THINGS BEGIN TO UNRAVEL
Sensing that he very much had the upper hand, the Lord Mayor assumed a grave air of superiority and censured the girl:-
“Why, you must try to get an honest living.”
But then, as can often happen when one becomes overconfident about one’s own infallibility and self-importance, things began to unravel for the Lord Mayor and Chief Magistrate of the City of London, as he realised, too late, that his adversary might be poor, but she was more than a match for the fat little Lord Mayor:-
“Why, I do try, and you stop me,” replied the girl. “I often stay about the streets all day to do so by selling my combs, and only gain a few halfpence; but I suppose you think I might go upon the streets, but that I’ll never do.”
According to the journalist who was busily taking down the exchange, these last words were uttered:- “vehemently and with great natural eloquence.”

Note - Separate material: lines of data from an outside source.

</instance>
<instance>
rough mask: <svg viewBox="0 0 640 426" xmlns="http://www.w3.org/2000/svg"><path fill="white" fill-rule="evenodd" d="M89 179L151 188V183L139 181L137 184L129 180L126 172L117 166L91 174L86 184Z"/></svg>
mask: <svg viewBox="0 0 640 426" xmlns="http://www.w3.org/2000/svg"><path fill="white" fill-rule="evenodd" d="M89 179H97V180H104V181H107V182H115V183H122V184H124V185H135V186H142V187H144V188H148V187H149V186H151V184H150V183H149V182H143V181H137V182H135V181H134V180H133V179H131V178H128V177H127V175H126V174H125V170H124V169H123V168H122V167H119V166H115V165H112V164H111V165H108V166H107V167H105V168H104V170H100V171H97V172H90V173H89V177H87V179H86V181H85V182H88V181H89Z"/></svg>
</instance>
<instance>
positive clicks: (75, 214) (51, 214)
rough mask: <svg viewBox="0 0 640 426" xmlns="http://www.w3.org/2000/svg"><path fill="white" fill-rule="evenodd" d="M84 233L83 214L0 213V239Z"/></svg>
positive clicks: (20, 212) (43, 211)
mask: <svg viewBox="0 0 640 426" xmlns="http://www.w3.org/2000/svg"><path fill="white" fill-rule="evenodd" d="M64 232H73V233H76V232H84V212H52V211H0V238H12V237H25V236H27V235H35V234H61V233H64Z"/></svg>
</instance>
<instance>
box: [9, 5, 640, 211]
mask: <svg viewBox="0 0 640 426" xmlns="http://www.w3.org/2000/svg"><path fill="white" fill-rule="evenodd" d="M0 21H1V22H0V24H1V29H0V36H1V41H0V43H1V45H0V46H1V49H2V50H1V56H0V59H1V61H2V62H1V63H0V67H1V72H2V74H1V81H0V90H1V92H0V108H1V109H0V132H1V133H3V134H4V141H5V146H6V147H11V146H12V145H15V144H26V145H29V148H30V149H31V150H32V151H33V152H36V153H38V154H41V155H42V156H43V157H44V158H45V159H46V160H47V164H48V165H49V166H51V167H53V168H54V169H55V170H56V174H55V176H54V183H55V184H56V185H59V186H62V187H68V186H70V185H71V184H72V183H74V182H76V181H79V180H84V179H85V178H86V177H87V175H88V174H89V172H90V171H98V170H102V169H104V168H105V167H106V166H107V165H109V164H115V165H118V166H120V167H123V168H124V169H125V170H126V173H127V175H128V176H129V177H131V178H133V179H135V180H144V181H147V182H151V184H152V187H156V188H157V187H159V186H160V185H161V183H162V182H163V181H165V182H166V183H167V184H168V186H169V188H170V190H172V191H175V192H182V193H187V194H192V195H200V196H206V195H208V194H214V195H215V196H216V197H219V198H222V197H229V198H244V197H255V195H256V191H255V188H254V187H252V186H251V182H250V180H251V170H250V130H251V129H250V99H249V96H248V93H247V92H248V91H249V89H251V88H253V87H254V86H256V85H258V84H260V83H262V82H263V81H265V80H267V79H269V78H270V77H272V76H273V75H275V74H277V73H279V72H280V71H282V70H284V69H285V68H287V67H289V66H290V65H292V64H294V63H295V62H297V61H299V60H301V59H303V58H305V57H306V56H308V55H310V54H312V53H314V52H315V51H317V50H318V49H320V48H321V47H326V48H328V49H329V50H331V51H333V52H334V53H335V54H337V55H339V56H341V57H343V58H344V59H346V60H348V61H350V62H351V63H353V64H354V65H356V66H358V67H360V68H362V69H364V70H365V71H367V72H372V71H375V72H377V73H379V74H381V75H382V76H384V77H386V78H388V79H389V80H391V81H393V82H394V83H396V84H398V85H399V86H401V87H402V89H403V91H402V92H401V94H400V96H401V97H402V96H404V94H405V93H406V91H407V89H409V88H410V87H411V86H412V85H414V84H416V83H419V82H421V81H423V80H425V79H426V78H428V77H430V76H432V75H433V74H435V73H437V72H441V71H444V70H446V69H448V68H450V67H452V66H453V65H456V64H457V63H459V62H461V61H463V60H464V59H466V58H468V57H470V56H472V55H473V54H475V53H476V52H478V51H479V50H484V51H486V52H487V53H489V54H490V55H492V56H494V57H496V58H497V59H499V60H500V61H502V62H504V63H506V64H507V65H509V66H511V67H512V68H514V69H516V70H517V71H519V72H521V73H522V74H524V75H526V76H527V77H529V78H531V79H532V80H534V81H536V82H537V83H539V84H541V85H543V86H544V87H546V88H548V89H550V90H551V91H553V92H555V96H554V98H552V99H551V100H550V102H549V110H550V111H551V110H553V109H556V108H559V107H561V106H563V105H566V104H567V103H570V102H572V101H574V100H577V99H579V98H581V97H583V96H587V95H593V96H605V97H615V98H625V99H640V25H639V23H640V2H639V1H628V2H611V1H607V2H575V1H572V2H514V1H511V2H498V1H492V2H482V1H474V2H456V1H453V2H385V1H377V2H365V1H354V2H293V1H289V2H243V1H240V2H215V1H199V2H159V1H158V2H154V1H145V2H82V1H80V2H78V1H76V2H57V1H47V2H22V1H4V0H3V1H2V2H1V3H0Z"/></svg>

“There’s no occasion for that,“ snapped the Lord Mayor, trying to mask his indignation at the girl’s impudence, “there are many means of getting an honest living.”
HER FAMOUS REPLY
Mary Ann Donovan’s response would turn an everyday court case into a cause célèbre, and would, for a short time at least, transform this eigteen-year-old Irish street trader into a national celebrity:-
“Then, sir, tell me how. I can’t take a shop, and if I sell in the streets you say l am liable to a forty shilling fine, or a month. If I beg, you’ll give me three months, perhaps; and if I steal I don’t know what will become of me. So tell me, if you can, what a poor girl can do?”
FOURTEEN DAYS IN PRISON
Infuriated by her audacity, the Right Honourable David Williams Wire, bristled, stiffened himself, puffed out his chest, and told her:-
“At all events, you must keep out of the City, and, as you have been here before, I must send you to prison for 14 days.”
And so, Mary Ann Donovan was removed from the dock and was taken to Holloway Prison to serve her sentence.
THINGS WERE ABOUT TO GET UNCOMFORTABLE
The Lord Mayor returned to his official residence within the Mansion House, where he put all thoughts of the poorly-clad, but clean, Irish girl out of his mind.
Meanwhile, the journalist who had been taking down the cases at the Mansion House Court for a press agency returned to his office and filed his copy for the Monday newspapers.
Unbeknownst to the unsuspecting Right Honourable David Williams Wire, that brief Saturday morning courtroom exchange was about to turn him into a national pariah and figure a fun.